I'd suggest an LED & current-limiting resistor, but 1.3-1.65 V available from a range of coin cells is too low for LED's. If the lithium battery you adapted is in the 3-3.9 V range, an LED and resistor is a possibility. But you won't know how much backlight is too much without experimentation. Maybe a yellow or amber or orange LED (easy on the eyes). The white ones might still be in the 4 V range like blue (I haven't check LED forward voltage evolution 'in years).
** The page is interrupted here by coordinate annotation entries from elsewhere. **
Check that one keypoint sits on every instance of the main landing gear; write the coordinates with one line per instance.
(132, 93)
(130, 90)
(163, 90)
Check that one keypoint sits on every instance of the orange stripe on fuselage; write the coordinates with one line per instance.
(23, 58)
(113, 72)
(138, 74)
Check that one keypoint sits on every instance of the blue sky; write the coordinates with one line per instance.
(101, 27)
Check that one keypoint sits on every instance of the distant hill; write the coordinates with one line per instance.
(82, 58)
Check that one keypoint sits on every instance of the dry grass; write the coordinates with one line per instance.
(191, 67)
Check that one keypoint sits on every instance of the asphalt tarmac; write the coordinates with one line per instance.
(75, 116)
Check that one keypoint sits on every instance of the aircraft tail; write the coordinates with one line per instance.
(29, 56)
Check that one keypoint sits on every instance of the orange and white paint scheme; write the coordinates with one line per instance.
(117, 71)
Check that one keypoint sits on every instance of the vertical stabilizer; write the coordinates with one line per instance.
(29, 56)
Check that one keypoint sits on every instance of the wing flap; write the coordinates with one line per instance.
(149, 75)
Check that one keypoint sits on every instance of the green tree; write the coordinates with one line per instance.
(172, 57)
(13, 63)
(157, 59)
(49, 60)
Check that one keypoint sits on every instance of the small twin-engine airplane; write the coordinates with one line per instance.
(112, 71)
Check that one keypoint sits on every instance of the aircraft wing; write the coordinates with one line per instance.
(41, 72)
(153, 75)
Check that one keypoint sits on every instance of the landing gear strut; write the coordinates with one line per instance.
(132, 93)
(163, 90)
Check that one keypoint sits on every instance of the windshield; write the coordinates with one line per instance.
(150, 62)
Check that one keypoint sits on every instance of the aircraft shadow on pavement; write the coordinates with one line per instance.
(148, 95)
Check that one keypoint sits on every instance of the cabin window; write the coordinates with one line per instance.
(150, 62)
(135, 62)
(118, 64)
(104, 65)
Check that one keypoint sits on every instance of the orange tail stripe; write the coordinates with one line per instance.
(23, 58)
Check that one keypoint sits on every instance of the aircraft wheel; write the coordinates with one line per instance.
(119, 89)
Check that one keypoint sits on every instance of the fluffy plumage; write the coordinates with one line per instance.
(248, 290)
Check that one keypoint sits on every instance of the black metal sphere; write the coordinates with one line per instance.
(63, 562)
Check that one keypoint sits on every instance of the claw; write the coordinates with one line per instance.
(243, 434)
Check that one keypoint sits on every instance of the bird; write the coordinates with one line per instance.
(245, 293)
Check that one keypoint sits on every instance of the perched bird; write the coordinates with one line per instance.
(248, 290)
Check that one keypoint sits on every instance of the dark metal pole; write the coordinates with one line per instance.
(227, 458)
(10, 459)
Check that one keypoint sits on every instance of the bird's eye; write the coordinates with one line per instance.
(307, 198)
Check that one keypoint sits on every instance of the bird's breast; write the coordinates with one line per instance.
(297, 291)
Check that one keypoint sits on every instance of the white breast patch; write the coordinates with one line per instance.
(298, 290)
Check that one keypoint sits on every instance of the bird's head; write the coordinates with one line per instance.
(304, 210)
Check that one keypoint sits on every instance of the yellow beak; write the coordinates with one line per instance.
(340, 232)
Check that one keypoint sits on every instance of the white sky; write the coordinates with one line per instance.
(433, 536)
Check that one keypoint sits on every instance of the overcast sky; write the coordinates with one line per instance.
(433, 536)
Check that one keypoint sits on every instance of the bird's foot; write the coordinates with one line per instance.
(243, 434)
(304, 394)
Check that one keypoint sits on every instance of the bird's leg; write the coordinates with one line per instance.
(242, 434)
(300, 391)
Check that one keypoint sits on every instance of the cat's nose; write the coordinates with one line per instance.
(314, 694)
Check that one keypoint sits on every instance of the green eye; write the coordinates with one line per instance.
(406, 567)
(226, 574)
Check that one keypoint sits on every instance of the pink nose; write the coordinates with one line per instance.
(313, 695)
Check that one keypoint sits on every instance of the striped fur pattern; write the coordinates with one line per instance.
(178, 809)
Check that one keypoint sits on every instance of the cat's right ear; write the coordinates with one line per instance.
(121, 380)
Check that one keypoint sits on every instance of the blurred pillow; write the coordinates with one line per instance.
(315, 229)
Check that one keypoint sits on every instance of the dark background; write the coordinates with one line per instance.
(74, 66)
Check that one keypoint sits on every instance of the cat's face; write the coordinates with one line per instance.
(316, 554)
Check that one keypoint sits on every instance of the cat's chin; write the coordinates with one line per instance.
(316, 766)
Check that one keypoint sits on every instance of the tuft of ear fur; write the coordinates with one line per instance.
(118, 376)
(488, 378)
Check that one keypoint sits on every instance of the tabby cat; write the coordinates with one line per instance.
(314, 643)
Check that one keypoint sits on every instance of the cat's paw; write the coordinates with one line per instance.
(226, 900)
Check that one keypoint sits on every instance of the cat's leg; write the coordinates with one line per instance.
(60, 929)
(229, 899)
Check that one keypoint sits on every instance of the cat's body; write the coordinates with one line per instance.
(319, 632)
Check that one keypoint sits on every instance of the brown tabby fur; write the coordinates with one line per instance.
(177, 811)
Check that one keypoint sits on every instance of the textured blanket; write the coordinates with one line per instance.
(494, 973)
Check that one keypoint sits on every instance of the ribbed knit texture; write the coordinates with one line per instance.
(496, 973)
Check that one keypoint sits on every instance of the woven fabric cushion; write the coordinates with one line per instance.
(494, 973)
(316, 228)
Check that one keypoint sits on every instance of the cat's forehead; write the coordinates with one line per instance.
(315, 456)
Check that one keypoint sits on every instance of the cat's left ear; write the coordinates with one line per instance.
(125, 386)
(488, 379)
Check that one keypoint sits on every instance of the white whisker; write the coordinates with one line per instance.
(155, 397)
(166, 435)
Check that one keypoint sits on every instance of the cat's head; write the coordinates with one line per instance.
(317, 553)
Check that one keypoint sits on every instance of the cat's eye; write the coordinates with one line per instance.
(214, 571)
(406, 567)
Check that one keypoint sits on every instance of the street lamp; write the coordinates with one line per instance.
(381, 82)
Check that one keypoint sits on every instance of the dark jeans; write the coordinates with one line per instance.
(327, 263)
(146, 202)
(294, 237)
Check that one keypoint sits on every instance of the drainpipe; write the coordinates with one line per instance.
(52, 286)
Anyway, with this lousy sales pitch I'm making for the manual, I was looking it up tonight in preparation to put it on eBay. But I surely owe Donald Qualls something in good will...IIRC, you might have given me a G-Claron 150/9 lens in a Zeiss Ikon shutter (I still have it...& maybe it came from Ole, the (Norwegian?) oil rig guy who is also a LF photographer). & you've certainly given me plenty of answers over the years (much more useful than just telling me where to go!).